Kill the Differences
Solution is to kill the differences. Rather then focusing on how everyone is different and which management style to use to keep people in line – focus on what brings like minded people together. Common interests and values. Reasons to join an organization beyond salary. Because if that’s all you have to offer – how quickly will the best people leave if they get a better offer?
Is there a cause, a reason for your organization’s existence that you can rally your current and future employees around? A friend of mine has been building a company that will fundamentally challenge the communications industry and change the way we think about phones and connecting. I can get behind that… and so can anyone who believes in challenging the status quo and geeking out on new technology. The best part is that it doesn’t matter which generation you’re in. What motivates us to act are our beliefs – manifested through our interests and values. What is your battle cry?

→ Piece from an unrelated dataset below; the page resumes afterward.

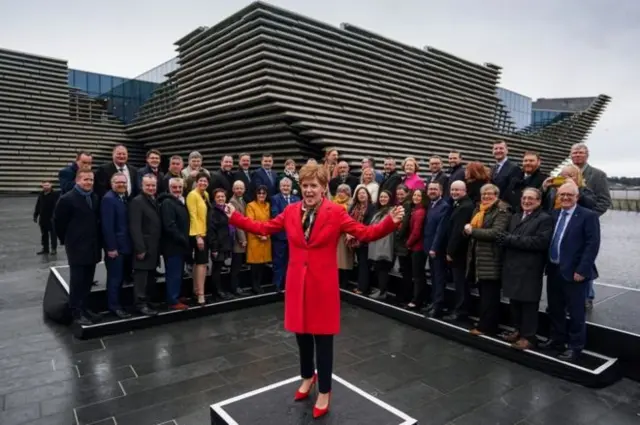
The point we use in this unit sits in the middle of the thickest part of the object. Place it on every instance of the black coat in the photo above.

Social Media to the Rescue
So, that’s all fine and dandy – but what can you actually DO? Well, let’s take some social media tools and see if we can come up with a few ideas:
Create a weekly “From the CEO’s Office” video – I know, I know… you hate to be on video. But so do 99% of other CEOs. So why don’t you get over it and be a leader in your industry instead of blending in with the furniture. Keep your employees and stakeholders informed while putting a human face to your organization.
Share your struggles – Whenever I ask other speakers how things are going, it’s all rainbows and unicorns – and I KNOW the real story is quite different. Most leaders will put on the same mask. Instead, share some of your struggles and how you’re planning to overcome them as a leader and as an organization. Be real for once.
Have an internal Instagram contest – Why not offer an extra week of paid vacation to one of your employees? If that’s too rich, how about a dinner with the CEO? Have everyone instagram one product, book or idea that helps them save time. Vote on the best idea and reward the originator.
Show you care… on Facebook – Most organizations use Facebook (poorly) as a public facing look-at-our-stuff entity. How about using Facebook as a direct link to your employees to share their ideas and suggestions about an idea they’d like to work on? Or asking for their feedback about a new service you’re considering offering. This publicly shows responsibility and accountability to your team. And that’s sexy.
Host a Twitter jobfair – Forget Monster, Workopolis or whatever… host an online jobfair with a dedicated hashtag where anyone interested can pose a question directly to one of your employees or someone from the leadership team. Do it for an hour monthly and support it with some Facebook and Google Ads.
These are just a few ideas that will illuminate your organization’s culture and attract the RIGHT people. People who connect to your raison d’entre. BIG CAVEAT: If your sole reason for existence is to satisfy shareholders and make as much money as possible – then those are the kind of people you’ll get. Social media won’t suddenly make your organization awesome [Tweet this]. THAT change comes from the leadership and is only amplified by these tools.